Maybe we don’t want anyone to know we’re sad because we don’t want anyone to feel sorry for us.  We don’t want to dwell on it, give power to it or make people feel uncomfortable over it.   Maybe we don’t want to admit we’re sad because there are so many wonderful and blessed things happening in our lives.  Quite possibly, it’s because we don’t *want* to be sad.  Admitting it makes it somehow more real.

But sometimes I am.  Once in a while, I am sad.  Sometimes I am aware of the reason and other times, I am not.

“In bed that night I invented a special drain that would be underneath every pillow in New York, and would connect to the reservoir. Whenever people cried themselves to sleep, the tears would all go to the same place …”

When I read this, I felt a strange kind of joy as if surrendering to the sadness is actually a brilliant, revelational thing!  I love the idea that there is a drain under every pillow in New York and ALL of our tears are flowing to this glistening Tear Reservoir rather than into mascara puddles on our pillow cases (not sure what the male equivalent is here).  I will never be the only one crying myself to sleep.  I will never be wearing heavy boots alone.  Our tears are, in fact, flowing together to this Reservoir. I bet every tear creates a ripple …

If you’re wearing heavy boots today, I hope it helps to know that I often wear them too.  In fact, everyone owns a pair.

MAKE BELIEVE

October 10, 2011

Walking around in NYC is very much like a live, interactive video game. Whilst attempting to rapidly reach a destination (to conquer a level, if you will), one must dodge all sorts of obstacles. You wouldn’t believe how suddenly a child on a skateboard can appear or how unexpectedly one might lose an eyeball by umbrella jousting. Today, I nearly died several times.

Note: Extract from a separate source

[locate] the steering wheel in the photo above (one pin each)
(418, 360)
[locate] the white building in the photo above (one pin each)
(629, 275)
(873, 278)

I prefer, if possible, to make it to work with all my lives left because typically I need at least two to get through a day there.  I then earn my extra lives after work which is how I manage to progress from level to level. On the next level, I can earn a scooter – super excited about that. If I’m smooth enough, I’ll snatch a helmet too.

My walk to work this morning would have been stressful had it not turned into a video game. A dodging game of sorts!  “Aha!! You missed me, you bitter person with the huge, ugly frown, swinging your incredibly large backpack around and refusing to give an inch on the sidewalk.”

The game of life isn’t all that different, eh? I’d like to think that I have the same choice in life as in video gaming. The next time I get taken out by an obstacle, I’m going to pick myself up, take the 2 lives I have remaining, go back to the beginning and kick that level’s *#%^$.

MAKE BELIEVE.  It saves lives.

Skate Boarding Business Suit Guy

September 30, 2011

So, there’s this guy.  He wears a full business suit while skate boarding down Park Avenue presumably to work.  I haven’t been quick enough on the draw to capture him on camera – hey, skate boarders are fast!

I LOVE that he’s on a skateboard. In a business suit. On Park Avenue. Flying by all those fancy people with their fancy dogs and fancy children and all those business men in Armani suits doing business deals in transit and all those dog walkers and nannies and beautiful, thin women in their fancy jogging suits.  He’s flying by them, passing all the cabs and limos stuck in traffic, wind in his lapel and not a care in the world.

This is why it is now absolutely neccessary for me to get a razor scooter.  Park Avenue needs me.  Skate Boarding Business Suit Guy needs me.  The WORLD needs me to razor scoot.  And now, thanks to the Toys R Us coupon I received this morning, my time has arrived.

   See y’all on the Avenue.

Pictures coming soon.

Cup O’ Joe

September 27, 2011

I have always loved the smell of coffee but didn’t really care for the taste.  That is, until some evil person sold me on a cup of sugar with a touch of coffee about 6 years ago.  After that, I was a goner.   

Today’s simple little thing: Cup O’ Joe.